Luis Leal es un comerciante de tecnología del Centro Comercial Bucacentro. Él lleva varios años trabajando en uno de los locales y expresó que “el parque le cambió la cara a este sector. Las ventas se han aumentado porque muchas personas que visitan este espacio pasan a hacer compras a Bucacentro. Además, no se ve tanto vagabundo como antes. Sin embargo, pedimos que los patrullajes de las autoridades sean constantes porque el CAI está muy cerca y, más aún, sabiendo que la calle 31 está plagada de habitantes de calle y consumidores”.

Asimismo, Alexander Muñoz, quien se encontraba con sus hijas en el parque, solicitó que la medida que prohibe el consumo en estos espacios se haga cumplir al pie de la letra. “El espacio quedó muy bonito, pero falta más operativos porque hemos visto uno que otro consumidor y la idea es que nuestros niños no tengan que presenciar esas escenas”, aseveró.

En uno de los escaños se encontraba tocando guitarra Franki Alberto García. Él es un artista venezolano que interpreta y además fabrica estos instrumentos. “Es la primera vez que vengo al parque y me gusta el ambiente natural. Me gusta que el Teatro Santander esté ubicado tan cerca. Ahora falta que haya muchos más eventos culturales en el Centenario. Por mí parte, me ofrecería a dictar talleres, no sólo de interpretación sino enseñar a las personas a fabricar guitarras”, agregó.

El ‘parque de la cultura’

El alcalde de Bucaramanga, Jaime Andrés Beltrán, manifestó que “desde que retomamos la obra, que llevaba suspendida más de un año, el objetivo no era sólo terminarla sino empezar una transformación cultural en la zona, por eso, lo hemos denominado el parque de la cultura porque ahí mismo están el Centro Cultural del Oriente, el Teatro Santander y el Museo”.

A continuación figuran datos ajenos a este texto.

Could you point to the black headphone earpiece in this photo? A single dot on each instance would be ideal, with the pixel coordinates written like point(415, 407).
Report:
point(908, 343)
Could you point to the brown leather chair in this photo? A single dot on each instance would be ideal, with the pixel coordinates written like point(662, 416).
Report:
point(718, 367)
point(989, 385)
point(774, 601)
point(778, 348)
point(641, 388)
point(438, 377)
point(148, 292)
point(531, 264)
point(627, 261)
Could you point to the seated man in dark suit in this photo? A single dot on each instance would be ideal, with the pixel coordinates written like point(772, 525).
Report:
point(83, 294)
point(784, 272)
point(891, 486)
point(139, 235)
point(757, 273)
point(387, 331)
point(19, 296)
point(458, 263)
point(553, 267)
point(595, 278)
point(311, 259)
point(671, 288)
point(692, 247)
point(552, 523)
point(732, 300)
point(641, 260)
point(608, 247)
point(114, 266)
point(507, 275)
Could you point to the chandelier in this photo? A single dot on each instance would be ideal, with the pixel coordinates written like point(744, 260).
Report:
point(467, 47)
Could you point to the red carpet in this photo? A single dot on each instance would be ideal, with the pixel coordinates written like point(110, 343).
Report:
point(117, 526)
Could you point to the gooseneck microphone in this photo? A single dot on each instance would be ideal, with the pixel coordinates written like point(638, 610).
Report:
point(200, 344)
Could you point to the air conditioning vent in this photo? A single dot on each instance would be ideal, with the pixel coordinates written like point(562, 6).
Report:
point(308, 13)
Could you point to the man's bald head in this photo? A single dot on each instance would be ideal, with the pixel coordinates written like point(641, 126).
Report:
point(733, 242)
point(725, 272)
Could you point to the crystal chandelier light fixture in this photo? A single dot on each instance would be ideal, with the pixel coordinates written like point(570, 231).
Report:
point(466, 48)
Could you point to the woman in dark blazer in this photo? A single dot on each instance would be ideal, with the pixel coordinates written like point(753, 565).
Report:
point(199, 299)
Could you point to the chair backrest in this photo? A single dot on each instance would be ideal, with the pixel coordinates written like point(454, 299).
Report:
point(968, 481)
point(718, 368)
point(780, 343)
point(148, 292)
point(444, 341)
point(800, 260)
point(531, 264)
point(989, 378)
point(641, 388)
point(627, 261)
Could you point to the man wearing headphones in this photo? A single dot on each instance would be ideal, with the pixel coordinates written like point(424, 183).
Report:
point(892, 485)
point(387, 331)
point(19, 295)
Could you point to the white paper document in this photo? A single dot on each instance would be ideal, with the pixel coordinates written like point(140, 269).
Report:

Beltrán Martínez expresó que tras su reapertura “arrancó una pelea entre el microtráfico y la cultura. Por eso, todos los fines de semana hemos tenido una agenda cultural en la zona, hemos activado de manera fuerte el Teatro Santander y el Centro Cultural, y con ello hemos contribuido a que el escenario se mejore. Estamos dando la batalla y esto continúa. La presencia de niños y familias en este lugar nos da muy buenos indicios”.

El mandatario local expresó que lo que se viene es que cuando se le de apertura a las obras del Centro Caminable se cree un circuito turístico que arranque desde el parque García Rovira, pase por la Plaza Luis Carlos Galán, atraviese la plaza San Mateo y vaya hasta el parque Centenario.

El Alcalde informó que tras reuniones con empresarios de la zona, estos se comprometieron con implementar seguridad privada para ayudar a asegurar el entorno del parque.